This is the maneater’s skull.
This is the maneater’s skull.
These brows were the Arc de Triomphe
To the gullet.
The deaf adder of appetite
Coiled under. It spied through these nacelles
Ignorant of death.
And the whole assemblage flowed hungering through the long ways.
Its cry
Quieted the valleys.
It was looking for me.
I was looking for you.
You were looking for me.
*
I see the oak’s bride in the oak’s grasp.
I see the oak’s bride in the oak’s grasp.

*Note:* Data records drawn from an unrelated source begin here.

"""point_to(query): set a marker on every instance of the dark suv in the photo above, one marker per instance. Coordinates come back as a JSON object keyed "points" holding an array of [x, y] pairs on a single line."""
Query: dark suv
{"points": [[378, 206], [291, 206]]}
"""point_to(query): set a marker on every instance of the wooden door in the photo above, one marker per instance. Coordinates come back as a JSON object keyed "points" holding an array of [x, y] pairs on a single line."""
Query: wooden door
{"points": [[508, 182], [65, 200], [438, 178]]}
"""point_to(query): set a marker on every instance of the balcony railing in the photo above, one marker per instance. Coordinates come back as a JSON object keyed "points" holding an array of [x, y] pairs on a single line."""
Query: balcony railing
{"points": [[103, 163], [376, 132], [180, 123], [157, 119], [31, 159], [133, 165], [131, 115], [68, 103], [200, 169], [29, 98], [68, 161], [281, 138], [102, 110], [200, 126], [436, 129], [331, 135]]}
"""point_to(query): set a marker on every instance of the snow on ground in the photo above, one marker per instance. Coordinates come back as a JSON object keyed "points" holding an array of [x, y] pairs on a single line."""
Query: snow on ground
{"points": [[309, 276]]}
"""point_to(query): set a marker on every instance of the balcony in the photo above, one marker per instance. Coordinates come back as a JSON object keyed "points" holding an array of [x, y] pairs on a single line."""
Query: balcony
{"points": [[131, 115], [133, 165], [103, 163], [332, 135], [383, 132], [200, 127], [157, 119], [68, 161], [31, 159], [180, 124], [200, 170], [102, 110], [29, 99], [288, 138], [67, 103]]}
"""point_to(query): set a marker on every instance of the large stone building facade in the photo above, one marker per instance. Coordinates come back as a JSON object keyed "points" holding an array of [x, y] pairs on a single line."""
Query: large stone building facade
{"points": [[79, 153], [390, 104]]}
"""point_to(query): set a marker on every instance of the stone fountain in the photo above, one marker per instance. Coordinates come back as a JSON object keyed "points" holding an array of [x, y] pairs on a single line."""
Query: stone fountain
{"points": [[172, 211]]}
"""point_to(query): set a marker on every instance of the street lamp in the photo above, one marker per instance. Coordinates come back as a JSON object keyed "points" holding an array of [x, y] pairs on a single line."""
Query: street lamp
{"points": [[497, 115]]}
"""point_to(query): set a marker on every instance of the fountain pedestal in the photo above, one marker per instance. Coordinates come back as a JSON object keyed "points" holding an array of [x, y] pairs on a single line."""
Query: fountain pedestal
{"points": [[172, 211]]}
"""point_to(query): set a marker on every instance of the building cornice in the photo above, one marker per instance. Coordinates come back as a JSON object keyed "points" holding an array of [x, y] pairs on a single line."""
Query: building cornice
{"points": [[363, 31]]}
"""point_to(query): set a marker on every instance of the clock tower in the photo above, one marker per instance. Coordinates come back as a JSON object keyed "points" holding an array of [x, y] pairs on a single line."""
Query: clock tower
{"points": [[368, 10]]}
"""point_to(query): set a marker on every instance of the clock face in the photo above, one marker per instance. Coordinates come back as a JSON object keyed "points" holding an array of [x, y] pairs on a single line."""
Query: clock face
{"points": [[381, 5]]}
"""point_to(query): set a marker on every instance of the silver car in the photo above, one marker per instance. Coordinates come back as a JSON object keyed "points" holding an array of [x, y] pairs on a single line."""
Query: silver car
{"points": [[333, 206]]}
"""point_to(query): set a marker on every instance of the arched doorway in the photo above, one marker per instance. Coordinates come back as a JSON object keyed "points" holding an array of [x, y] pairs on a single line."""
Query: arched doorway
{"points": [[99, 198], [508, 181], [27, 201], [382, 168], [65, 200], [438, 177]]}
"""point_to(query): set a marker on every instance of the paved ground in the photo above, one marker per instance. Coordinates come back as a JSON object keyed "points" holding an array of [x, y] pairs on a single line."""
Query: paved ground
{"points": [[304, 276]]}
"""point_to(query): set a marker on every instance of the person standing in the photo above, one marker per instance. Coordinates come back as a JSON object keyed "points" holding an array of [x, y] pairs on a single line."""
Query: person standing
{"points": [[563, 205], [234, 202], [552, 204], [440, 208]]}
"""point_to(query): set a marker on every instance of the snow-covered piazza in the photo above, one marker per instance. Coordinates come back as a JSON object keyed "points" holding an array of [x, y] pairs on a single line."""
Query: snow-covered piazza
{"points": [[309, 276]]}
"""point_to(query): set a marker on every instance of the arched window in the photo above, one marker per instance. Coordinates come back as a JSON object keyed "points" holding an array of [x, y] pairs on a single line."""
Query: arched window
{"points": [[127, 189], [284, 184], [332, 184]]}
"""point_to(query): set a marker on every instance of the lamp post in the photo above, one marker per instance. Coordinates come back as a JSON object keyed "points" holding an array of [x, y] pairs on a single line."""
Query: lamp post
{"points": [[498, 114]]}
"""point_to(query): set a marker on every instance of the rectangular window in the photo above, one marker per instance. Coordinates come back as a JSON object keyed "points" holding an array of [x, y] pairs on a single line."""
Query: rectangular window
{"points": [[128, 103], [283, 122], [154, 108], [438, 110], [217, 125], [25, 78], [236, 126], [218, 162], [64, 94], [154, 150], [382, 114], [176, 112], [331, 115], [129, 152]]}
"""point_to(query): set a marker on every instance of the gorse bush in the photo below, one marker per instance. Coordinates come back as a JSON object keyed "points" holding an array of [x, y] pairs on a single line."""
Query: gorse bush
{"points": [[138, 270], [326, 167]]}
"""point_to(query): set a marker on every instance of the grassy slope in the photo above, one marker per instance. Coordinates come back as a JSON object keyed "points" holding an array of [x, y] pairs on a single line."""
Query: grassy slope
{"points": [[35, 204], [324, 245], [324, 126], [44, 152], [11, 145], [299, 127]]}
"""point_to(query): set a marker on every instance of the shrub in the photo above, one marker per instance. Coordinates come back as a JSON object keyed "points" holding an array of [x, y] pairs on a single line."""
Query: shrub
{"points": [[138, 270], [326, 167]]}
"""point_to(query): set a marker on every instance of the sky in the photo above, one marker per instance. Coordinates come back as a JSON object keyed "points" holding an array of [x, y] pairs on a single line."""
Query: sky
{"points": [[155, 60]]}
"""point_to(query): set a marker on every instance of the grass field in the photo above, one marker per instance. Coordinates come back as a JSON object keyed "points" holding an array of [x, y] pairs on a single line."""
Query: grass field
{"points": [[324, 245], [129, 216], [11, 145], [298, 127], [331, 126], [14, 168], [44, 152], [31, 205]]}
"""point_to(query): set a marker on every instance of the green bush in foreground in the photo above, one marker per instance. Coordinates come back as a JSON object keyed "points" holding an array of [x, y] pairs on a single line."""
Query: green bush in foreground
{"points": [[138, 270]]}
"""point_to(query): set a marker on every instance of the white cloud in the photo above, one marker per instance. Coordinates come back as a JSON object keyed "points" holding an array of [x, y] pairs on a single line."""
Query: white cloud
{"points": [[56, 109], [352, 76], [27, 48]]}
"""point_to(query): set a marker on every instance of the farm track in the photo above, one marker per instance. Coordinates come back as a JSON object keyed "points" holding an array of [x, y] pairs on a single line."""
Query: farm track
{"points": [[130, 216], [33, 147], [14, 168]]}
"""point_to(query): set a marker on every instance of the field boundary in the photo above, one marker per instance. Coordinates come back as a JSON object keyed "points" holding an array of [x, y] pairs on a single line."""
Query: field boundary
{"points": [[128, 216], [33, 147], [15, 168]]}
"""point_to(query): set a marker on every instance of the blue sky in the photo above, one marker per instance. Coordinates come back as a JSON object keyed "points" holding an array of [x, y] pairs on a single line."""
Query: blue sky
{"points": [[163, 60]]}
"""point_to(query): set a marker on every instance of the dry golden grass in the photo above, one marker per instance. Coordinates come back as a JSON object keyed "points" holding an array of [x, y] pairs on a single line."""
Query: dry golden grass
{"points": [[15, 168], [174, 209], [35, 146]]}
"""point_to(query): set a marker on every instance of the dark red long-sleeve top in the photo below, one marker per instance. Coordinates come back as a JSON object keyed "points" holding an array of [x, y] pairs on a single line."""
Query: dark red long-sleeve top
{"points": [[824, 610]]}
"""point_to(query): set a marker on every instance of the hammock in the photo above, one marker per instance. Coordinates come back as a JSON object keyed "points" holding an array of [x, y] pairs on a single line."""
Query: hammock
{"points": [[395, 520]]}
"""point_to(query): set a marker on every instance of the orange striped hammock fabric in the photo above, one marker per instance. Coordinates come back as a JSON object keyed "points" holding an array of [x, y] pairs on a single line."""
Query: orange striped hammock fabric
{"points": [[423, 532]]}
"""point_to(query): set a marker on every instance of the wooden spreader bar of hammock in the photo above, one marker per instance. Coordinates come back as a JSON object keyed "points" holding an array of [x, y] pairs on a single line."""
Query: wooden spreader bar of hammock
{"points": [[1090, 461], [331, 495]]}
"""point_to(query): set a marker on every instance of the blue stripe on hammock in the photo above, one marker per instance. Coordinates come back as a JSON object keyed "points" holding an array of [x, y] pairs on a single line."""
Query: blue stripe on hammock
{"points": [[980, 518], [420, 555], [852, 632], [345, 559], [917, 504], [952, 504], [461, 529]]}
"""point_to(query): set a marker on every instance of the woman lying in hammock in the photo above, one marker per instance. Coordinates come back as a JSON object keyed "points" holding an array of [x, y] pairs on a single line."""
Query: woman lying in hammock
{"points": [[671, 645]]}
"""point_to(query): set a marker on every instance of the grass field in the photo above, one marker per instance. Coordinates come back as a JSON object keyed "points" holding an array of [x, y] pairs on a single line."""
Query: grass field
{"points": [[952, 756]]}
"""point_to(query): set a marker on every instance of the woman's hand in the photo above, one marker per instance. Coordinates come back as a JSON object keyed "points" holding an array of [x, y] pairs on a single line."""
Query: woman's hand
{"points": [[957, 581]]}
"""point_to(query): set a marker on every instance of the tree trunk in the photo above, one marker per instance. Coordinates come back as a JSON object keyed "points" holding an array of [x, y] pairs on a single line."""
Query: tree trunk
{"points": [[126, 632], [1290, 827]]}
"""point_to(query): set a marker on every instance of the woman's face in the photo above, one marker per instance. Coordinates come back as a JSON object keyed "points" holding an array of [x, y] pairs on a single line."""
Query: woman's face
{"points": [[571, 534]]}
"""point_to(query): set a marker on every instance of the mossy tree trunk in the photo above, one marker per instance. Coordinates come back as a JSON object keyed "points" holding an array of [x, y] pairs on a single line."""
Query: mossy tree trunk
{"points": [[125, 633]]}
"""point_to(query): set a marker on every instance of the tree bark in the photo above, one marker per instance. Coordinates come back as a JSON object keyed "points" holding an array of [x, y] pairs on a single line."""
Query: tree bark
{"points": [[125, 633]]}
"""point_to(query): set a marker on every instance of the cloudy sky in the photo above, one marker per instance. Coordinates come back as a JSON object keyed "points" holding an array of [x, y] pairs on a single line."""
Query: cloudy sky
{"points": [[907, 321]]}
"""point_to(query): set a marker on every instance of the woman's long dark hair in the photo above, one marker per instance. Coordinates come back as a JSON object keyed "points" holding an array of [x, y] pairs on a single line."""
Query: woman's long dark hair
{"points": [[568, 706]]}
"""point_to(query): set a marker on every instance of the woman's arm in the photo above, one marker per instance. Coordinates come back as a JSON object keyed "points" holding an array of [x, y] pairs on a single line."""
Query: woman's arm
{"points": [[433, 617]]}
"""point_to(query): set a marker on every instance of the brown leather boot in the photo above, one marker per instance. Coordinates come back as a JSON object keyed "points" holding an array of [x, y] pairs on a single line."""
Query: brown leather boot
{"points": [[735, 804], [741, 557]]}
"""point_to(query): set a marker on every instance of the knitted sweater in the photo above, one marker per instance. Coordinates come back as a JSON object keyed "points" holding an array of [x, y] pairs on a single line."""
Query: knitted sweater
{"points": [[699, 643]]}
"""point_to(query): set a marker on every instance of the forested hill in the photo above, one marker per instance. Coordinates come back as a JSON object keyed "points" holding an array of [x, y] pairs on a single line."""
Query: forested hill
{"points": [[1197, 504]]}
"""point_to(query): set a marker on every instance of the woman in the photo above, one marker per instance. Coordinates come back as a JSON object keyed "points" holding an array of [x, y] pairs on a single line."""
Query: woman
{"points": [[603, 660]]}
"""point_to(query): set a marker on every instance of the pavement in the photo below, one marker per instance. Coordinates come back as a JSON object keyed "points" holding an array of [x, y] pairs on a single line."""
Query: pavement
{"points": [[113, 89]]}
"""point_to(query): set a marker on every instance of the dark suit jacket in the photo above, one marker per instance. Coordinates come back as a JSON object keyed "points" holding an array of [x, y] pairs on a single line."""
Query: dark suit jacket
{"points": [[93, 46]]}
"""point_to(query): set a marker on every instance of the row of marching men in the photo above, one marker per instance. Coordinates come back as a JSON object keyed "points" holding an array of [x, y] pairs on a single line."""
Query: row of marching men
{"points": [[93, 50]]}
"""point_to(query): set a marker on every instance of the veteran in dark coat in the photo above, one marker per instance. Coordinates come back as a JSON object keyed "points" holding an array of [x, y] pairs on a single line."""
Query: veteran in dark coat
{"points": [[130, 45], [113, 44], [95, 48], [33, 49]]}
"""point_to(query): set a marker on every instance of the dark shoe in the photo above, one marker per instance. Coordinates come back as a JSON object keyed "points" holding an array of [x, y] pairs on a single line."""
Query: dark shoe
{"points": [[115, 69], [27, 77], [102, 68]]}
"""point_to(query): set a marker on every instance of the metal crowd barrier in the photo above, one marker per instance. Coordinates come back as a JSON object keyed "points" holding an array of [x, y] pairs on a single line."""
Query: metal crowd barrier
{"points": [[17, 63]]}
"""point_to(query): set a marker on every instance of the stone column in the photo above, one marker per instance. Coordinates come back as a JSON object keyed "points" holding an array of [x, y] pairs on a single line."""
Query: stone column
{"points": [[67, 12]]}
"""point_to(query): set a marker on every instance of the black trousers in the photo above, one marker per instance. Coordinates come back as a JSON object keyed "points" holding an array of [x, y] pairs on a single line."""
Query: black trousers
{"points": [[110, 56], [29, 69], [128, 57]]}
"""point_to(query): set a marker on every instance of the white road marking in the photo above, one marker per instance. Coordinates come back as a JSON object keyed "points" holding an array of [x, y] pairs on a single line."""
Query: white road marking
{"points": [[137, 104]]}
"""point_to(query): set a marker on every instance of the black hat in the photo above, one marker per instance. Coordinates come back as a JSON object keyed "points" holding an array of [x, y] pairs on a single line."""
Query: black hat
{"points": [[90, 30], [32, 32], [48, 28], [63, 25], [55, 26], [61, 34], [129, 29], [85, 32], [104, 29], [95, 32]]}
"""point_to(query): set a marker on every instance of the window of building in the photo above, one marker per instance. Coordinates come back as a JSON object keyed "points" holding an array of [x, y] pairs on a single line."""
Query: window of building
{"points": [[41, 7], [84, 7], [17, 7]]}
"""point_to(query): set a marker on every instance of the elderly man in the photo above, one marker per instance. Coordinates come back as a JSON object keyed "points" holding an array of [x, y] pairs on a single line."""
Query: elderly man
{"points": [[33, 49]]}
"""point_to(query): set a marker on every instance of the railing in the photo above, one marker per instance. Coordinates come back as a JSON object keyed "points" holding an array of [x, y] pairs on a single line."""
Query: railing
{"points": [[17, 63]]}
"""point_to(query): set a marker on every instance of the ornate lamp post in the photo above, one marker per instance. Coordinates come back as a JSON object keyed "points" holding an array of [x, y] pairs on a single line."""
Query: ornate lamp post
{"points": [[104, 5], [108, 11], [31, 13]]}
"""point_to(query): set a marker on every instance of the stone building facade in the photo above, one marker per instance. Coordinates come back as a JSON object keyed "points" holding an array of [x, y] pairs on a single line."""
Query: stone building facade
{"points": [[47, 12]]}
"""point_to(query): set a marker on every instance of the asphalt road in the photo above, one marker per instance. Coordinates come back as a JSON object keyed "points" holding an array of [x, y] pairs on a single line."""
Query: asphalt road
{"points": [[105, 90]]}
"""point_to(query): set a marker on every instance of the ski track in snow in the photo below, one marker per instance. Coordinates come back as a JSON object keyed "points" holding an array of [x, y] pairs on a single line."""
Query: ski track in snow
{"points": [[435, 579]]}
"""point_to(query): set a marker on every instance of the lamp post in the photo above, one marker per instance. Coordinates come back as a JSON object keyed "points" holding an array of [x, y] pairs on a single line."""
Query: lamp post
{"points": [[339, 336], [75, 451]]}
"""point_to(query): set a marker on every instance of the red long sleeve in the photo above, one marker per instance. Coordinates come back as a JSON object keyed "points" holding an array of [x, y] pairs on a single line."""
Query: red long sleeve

Nuptials among prehistoric insects
The tremulous convulsion
The inching hydra strength
Among frilled lizards
Dropping twigs, and acorns, and leaves.
The oak is in bliss
Its roots
Lift arms that are a supplication
Crippled with stigmata
Like the sea-carved cliffs earth lifts
Loaded with dumb, uttering effigies
The oak seems to die and to be dead
In its love-act.
As I lie under it
In a brown leaf nostalgia
An acorn stupor.
*
A primrose petal’s edge
A primrose petal’s edge
Cuts the vision like laser.
And the eye of a hare
Strips the interrogator naked
Of all but some skin of terror –
A starry frost.
Who is this?
She reveals herself, and is veiled.
Somebody
Something grips by the nape
And bangs the brow, as against a wall
Against the untouchable veils
Of the hole which is bottomless
Till blood drips from the mouth.
*
Waving goodbye, from your banked hospital bed,
Waving goodbye, from your banked hospital bed,
Waving, weeping, smiling, flushed
It happened
You knocked the world off, like a flower-vase.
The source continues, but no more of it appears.